Table 9.6 Statistics for clusters 13, 14, 15 in the H1R case before and after the elimination of the images with the pruning variant of the combination mode in BLEND (“−cP”)

Perhaps the most interesting result concerning the processing of these data is an increase of the final resolution, as illustrated by the improved CC1/2 curves (see Fig. 9.7 for details).

Fig. 9.7
figure 7figure 7

Beneficial effects of multiple-crystals datasets on resolution, as quantified by CC1/2 curves. (a) Resolution for cluster 13 is far better than resolution for clusters 14 and 15. (b) Merging data from multiple isomorphous crystals helps to extend resolution. Each blue curve describes the CC1/2 value for all individual datasets composing cluster 13 (black curve). Resolution is further extended when parts of data affected by radiation damage are eliminated using the pruning variant of BLENDcombination mode (red curve)

9.8 Conclusions

In this chapter it has been shown how BLEND can be used effectively to analyse and manage X-ray diffraction data from multiple crystals of membrane proteins. Its three main modes (analysis, synthesis and combination), together with specific variants, enable users to explore data isomorphism and data quality, and provide a flexible and easy-to-use platform to create complete datasets to be used in the follow up stages of phasing, model building and refinement.

BLEND cluster analysis, based on unit cell differences, is particularly useful for membrane protein data analysis, because of the high-content solvent and detergent-aided packing, making this class of proteins particularly susceptible to large cell size variations. A quantitative and practical measure of such variability is provided by LCV and aLCV. Groups of data with small values of these quantities can normally be merged into more complete and redundant data, using synthesis and combination modes. In particular, unwanted datasets can be filtered out of specific groups using the combination mode.

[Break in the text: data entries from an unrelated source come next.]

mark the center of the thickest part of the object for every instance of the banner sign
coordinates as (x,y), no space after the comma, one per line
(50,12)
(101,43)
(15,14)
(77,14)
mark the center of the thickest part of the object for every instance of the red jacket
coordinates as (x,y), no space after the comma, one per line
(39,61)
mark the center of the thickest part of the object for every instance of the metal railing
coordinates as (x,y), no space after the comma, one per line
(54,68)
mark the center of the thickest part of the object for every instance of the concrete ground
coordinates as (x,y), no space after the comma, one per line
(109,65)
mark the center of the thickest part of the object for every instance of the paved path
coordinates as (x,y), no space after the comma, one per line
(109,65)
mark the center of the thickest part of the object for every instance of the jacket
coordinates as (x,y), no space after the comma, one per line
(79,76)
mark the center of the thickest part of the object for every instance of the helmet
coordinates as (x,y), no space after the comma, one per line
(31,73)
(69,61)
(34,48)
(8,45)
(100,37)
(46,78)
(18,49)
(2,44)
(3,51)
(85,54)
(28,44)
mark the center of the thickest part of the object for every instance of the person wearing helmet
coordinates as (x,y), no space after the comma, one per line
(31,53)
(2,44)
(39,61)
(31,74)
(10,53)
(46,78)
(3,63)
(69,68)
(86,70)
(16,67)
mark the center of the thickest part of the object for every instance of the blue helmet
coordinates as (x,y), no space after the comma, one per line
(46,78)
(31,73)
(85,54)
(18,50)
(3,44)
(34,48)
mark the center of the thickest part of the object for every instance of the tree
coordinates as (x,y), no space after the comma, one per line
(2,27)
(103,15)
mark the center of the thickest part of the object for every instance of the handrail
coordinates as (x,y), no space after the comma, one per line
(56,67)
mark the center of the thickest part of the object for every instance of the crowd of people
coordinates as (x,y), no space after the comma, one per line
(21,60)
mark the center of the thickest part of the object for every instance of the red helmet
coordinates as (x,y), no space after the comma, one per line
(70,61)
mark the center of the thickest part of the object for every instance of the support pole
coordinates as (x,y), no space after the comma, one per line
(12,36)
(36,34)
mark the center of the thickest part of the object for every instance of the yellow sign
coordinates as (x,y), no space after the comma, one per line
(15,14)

One last but important comment, concerns BLEND ’s flexibility as represented by its propensity to adapt to both easy and difficult data. While the software can produce complete datasets with minimal user’s intervention when data have inherently good quality, a more interactive use of the software can lead to complete datasets in those cases where traditional data merging produce unacceptable or unusable data.